Views and Privacy. Two factors sometimes in conflict in healthcare design are quality of patient experience (affected by access to daylight and good views) and patient privacy. While it is possible to computationally optimize for these factors, because they are just a few considerations among many we have found it more useful to organize a design workflow to simply track them, keeping a real-time report card for the design team as the project develops.
The view analysis tool starts with a simplified model of the building and context, using points just inside the panelized building facade as vector start points and evaluating the view score for each point according to how many rays hit obstructions, how long the rays travel before hitting something, and whether a ray hits a ‘preferred’ target: something a building occupant might want to see.
The privacy tool reverses the equation, downscoring clear views into the building from nearby pedestrian traffic areas and neighboring buildings, with a multiplier that increases the effect as the viewer approaches the building. The overall score in each case is the average of the individual point scores, so decisions regarding the score weighting system become important determinants in option evaluation. Additionally, this analysis re-uses the model export-rebuild script from the solar analysis – a big efficiency gain and synergy builder for a holistic design process.

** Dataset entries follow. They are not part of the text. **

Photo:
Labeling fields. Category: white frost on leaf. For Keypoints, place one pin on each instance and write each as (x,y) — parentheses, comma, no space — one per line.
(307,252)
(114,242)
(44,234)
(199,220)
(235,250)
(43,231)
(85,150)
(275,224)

Custom tools to enhance design process
EUD-enabled design tools can open the door to a hackable design environment for non-software developers and break down the barriers between design teams and custom digital tools. This enables designers to create their tools alongside their process and makes it possible to answer interesting and specific design questions, or simply enjoy the efficiency gains of automating time-consuming processes.
The new workflows that have emerged have the potential to serve as a starting point for a more robust firm-wide approach to EUD software, allowing custom, single use-case tools to evolve and find different applications without starting from scratch every time.
If the alternative is a design process constrained by the limits of existing software – or worse, shaped to accommodate the tools with the lowest learning curve – then exploring the potential of extending our design thinking to the tools we use to design can begin to add tangible value to our process, our practice, and the work we can offer clients.